Eve. She is perfectly curled up in my ginger plant pot.

Eve was born on Halloween with the ground frozen and has spent her first winter in being too small to endure the cold outside. Therefore soil, as a previously unknown entity, is endlessly fascinating to her. She likes to dig in it, roll in it, taste it, play with piles of it. I admit that I feel the same way about soil. Still, when my plants are in said soil, I feel a little grumpy when I discover a newly dug tray or a plant that has been batted around on the floor or a window decorated by muddy paws when freshly watered soil became less interesting than a fluttering moth.

So the battle began…I purchased plastic lids, spread sticky tape everywhere, and firmly told her NO every time she jumped on the counter. She quickly learned she could pop the lids off by jumping on them. She hates the sticky tape and attacks it rather effectively whenever possible. And she lightly runs over the plastic lids as she enjoys the funny sound it makes. Long story short, the cat does whatever she wants. Giant sigh… Hopefully starting extras will allow enough to survive the first year of a kitten in the house.

Block maker in the pot and soil in the tub. Ready to make blocks! Eve is always a willing volunteer to help with soil projects.

One of the many lessons I have learned since moving to Alaska in 2002 is that certain materials do not fare well in the bitter cold. Plastic, especially the thin black 4 pack or 6 pack inserts seen in every commercial greenhouse, crack and shatter over the winter. I have a tenuous relationship with plastic. There are so many things made of plastic that improve my life substantially, like my greenhouse for instance. But I absolutely can not stand single use plastics. Hauling out waste, especially non recyclable waste, is not a happy task in rural Alaska. I wanted a better way to start my babies. Enter soil blocks into my life. Eliot Coleman has an excellent chapter on soil blocks in his iconic book “The New Organic Grower.” Originally published in 1989 and republished in 1995, this was the first garden book I ever purchased (circa 1996). He has a basic recipe for making your own soil and excellent instructions on creating blocks as well as their historical use in Europe. When the garden was small I was pretty good at recycling trays and inserts tossed out from commercial greenhouses and carefully reusing the ones I had. But finally my garden grew to the point were I needed more and more every year and I had less time to repair and sort the plastic stored through the winter. It took me over 15 years after first reading Eliot Coleman’s book to finally purchase my block makers from Johnny’s Selected Seeds. But once on my way I have never regretted my investment. I have been making my own blocks for over 7 years now.

Trays of soil blocks waiting to be seeded.

Pressing out soils blocks is pretty simple. You moisten the soil evenly in a large tub. Press the metal block making tool into the soil and then release the blocks into your tray. Unless you are constantly putting your tool down to remove a kitten who is happily playing in your tub of soil, block making goes very quickly. These blocks firm up after a day and once the plants have outgrown them, they can be lifted up and popped into a larger container.
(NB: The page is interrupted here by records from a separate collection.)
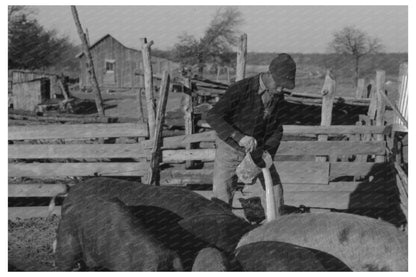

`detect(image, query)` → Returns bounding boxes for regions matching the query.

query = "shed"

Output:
[13,78,51,111]
[77,34,179,90]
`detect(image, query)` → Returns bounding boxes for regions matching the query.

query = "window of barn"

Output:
[105,60,116,72]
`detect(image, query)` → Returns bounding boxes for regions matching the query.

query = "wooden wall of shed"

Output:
[13,78,50,111]
[79,36,143,88]
[9,69,62,98]
[79,36,178,88]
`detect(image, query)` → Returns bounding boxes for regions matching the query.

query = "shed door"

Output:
[103,60,116,86]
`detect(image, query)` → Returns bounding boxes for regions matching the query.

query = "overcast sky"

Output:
[33,6,408,53]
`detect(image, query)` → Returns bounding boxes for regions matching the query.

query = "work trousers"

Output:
[213,138,283,210]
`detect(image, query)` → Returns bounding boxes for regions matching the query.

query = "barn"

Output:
[76,34,179,91]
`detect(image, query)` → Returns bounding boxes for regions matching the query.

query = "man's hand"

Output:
[238,136,257,153]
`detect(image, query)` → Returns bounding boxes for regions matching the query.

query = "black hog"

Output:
[234,241,351,271]
[56,198,182,271]
[57,178,250,270]
[238,213,408,271]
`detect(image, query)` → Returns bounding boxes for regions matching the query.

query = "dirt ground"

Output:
[8,215,59,271]
[8,75,407,271]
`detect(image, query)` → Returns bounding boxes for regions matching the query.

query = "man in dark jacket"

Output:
[207,54,296,213]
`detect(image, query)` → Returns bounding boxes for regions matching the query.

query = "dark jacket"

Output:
[207,75,283,156]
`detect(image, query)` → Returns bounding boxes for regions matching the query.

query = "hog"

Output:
[57,178,251,270]
[56,197,182,271]
[234,241,351,271]
[237,213,408,271]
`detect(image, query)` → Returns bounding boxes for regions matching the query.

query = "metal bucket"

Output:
[236,151,273,184]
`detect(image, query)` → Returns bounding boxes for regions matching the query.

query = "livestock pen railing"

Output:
[8,123,404,220]
[9,64,407,226]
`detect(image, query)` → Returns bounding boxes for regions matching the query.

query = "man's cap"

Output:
[269,53,296,89]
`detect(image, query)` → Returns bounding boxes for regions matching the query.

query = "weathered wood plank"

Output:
[283,125,384,135]
[8,206,61,220]
[8,143,149,159]
[394,162,408,198]
[161,162,329,185]
[140,38,156,138]
[355,78,365,99]
[71,6,104,116]
[8,184,66,197]
[284,191,397,210]
[194,122,385,135]
[142,131,216,149]
[235,34,247,82]
[8,162,148,177]
[276,141,386,155]
[8,141,385,160]
[8,123,149,140]
[162,149,215,163]
[329,162,379,180]
[146,70,170,186]
[375,70,386,162]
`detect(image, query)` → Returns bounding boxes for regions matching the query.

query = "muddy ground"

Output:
[8,215,59,271]
[8,79,407,271]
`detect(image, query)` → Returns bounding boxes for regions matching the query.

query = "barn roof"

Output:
[75,34,140,58]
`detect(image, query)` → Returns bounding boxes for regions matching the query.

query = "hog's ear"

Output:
[178,214,252,253]
[238,198,247,204]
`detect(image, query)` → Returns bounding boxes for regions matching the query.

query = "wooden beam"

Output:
[316,70,336,162]
[140,38,156,139]
[137,88,146,123]
[377,87,409,128]
[147,70,170,186]
[8,184,66,197]
[197,123,385,135]
[395,63,409,123]
[285,191,398,210]
[57,77,69,100]
[355,78,365,99]
[163,149,215,162]
[8,206,61,220]
[375,70,386,162]
[71,6,104,116]
[154,141,385,163]
[143,131,216,149]
[329,162,377,178]
[182,79,195,168]
[161,162,329,185]
[8,123,149,140]
[235,34,247,82]
[394,162,408,197]
[8,162,148,177]
[8,143,150,159]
No more plastic 6 packs and no transplant shock. Yay!

Chamomile starts.

At the beginning of April, the trays of starts have taken over our south facing window counter and I have begun setting up plastic tables to hold the overflow even though the main bulk of starts are yet to be planted. At dinner time I shuffle a few trays out of the way so the kids have somewhere set down their plate to eat. The guinea pig cage in the kitchen has a handy top perfect for this purpose. On sunny days, the greenhouse warms up to the upper 70s and I have begun carting the plants across the yard for a few more hours of direct sun and warmth.

The perennial garden has been feeling the call of spring too with our early melt and warm temperatures. The snow and ice are completely gone in there. The bird feeder has been taken down with the first reports of bear sightings. Chives, rhubarb, horseradish, comfrey, iris and strawberries are all showing signs of growth this week.

What are we eating on the farm this week? Thank goodness for stored goodies in the pantry. Smoked salmon and pickled beets are a wonderful spring treat. The chives are nearly big enough to steal a few leaves but not quite.

What are we starting on the farm this week? Brussels sprouts, flowers, and greenhouse greens.

Till next week…Happy Planting!

Break Up

March 27, 2019

It is not quite the end of March but both the weather and the landscape look like it could be the end of April. Break up is a month early this year. It was a low snow year for us and while we live on a lake and can supplement our gardens by pumping water through mainline tubing to irrigate the vegetable beds with drip tape, the boreal forest that surrounds us will suffer for lack of the slow snow melt penetrating the ground. Forest fire danger will be higher and the glacial silt that whips up when the ice leaves the rivers, that gritty substance we just refer to as the “DUST”, will be settling on everything. (Unless of course it rains all summer…always a possibility.)

March 25, 2019 It’s melting!

Our yard is muddy and full of winter treasures. Dog poo and caribou bones predominate as wells as wrappers, dog sticks, plus plus blocks, nuts/bolts/washers, and a multitude of other bits and bobs have emerged from the melting piles. Amazing how much stuff falls out of pockets or car doors all winter and gets lost in the snow. This time of year I always have a baggy in my pocket to pick these items up.

Mud season. It is the worst kind of mud and will be for weeks with the ground still frozen solid several feet down. The cold nights freeze the surface but by mid afternoon the ice puddles are water, crusty hard ground is slop. The top few inches give you the experience of a satisfying squish before propelling you messily several feet away on the ice layer while you windmill your arms for balance. Step carefully! We have sold our souls for gravel over the past 16 years (difficult to procure and super expensive) and the parts of the driveway and pad that have it are wonderful. Growing up, I never knew that small rocks could bring so much happiness.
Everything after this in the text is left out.